The new EP from Lethbridge’s Jesse & the Dandelions is thick with the kind of college radio hits you would expect to hear at the turn of the millenium. Each track is a solid gem purloined from the sonic loins of forefathers like John K. Samson, David Bazan, and Ben Gibbard. Time and Space and Everything In Between gets better and better as it glides on, culminating in the slow cooker ‘Stealing Moonbeams’ and the irresistible hook of closer ‘The Fire’. Come soak in the dandelion hue of Northey’s heart throbbers tonight at the Elevation Room with Jessica Jalbert and Doug Hoyer. Jesse & the Dandelions were on the Swig of Alberta tour last winter and, seeing them play three nights in a row, I can testify to to just how much their live show grows on a listener. Enjoy:
The Utilities may be the most exciting young band in Alberta. Over two weeks ago, at Swig of Alberta, their producer, Jesse Northey, put the full length record in my hand. A day hasn’t gone by where I haven’t imbibed The Utilities in the most utilitarian fashion. Where do I begin? The youthful Joel Stretch is already a fluent songwriter, capable of tip toeing the line between folk rock and 90’s indie with inimitable ease. Flint catwalks from one composition to another, sensibly weaved by Northey’s production and cohesively bound by Stretch’s unique voice. Argue Job contributor Jammingcues has already given a glowing review to the first two singles a few weeks ago so I will keep my words few and just strongly recommend our readers buy this record. Also, come see The Utilities play live in Edmonton with Alice Kos and Amy van Keeken at The Elevation Room on May 4th!
From the Esper Records goldmine in Lethbridge, Alta, comes The Utilities, and what a fitting name it is, too. It gives the impression of something humble, of bare minimalism, of rejecting extravagance. These two songs are a preview of an upcoming album, and I look forward to it eagerly. On “Your Complex”, the vocal timbre brings me back to Band of Horses and their endearing near-Southern, near-whining quality. And what seems like a standard acoustic pattern gives way to a spoken word breakdown that–like Sonic Youth–can’t help but catch one’s attention in its discomforting directness. On “June 30 2011”, the band gives way to a celebration of 90’s indie rock, not completely dissimilar to the likes of Shotgun Jimmie. If these two tracks are any indication, then we’re in for a treat when this thing drops in April.
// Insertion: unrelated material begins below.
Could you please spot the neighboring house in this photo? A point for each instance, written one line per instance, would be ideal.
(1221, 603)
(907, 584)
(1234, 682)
Mark your calendars, folks.
The relatively small Southern Alberta metro of Lethbridge is known best for a secret society of very noisy cutting edge pop rock but recently, thanks to the hard work of Jesse Northey and his upstart recording company, Esper Records, the town’s been pumping out some noteworthy folk and pop of the more subdued variety. The Record Holder’s new EP is one of such variety. It comes out the gate with a rosy hook machine titled Dear Medea, highlighting the cruelty of women in greek classicism. From there the record takes a turn for a soft hued folk infused with lap steel and “speak ‘n sing” style lyricism. Though “Dear Medea” initially demands the lion’s share of attention, repeated listens give the cake to “Morning Gloom” and “To Sea,” folk songs that go down as smooth and sweet as a folk song, layered in gently recorded intricacies and mixed for generous consumption. It must also be said that lyrically, this band avoids several pitfalls that plague most folk artist’s debut recordings. The content remains interesting and thought provoking, clearly penned by an intelligent individual. The down home vocal style is also deliciously up front and uncloaked in reverb, inadequacies left to be endearing and vulnerable. Enjoy!
A union of minds is a common thing for those of us raised online, but a physical collaboration between artists across such expansive geographies as ours can be a rare thing. Thus, I think it fair to regard this gem, a lonely single without a format, something of a miracle. One of the liveliest movers and shakers in Lethbridge, one Jesse Northey of Jesse and the Dandelions, became acquainted with Edmonton’s favourite iPod/ukelele crooner Doug Hoyer. The pair of pop savantes decided to set a date, meet in Lethbridge, and write and record something over a long weekend. The result is this haunting post-ballad. Although the song deploys the well-worn imagery of a heart beat/ vital signs/ etc, the track manages to capture some kind of elusive magic in its combination of synth beds, James Bond guitar lines, and acoustic guitar strumming in the chorus swells. The talent of each voice balances to a perfect equilibrium, delivering a humble and sustaining aura, and the utterance of the last spoken line is as addictive as anything ever put to mp3.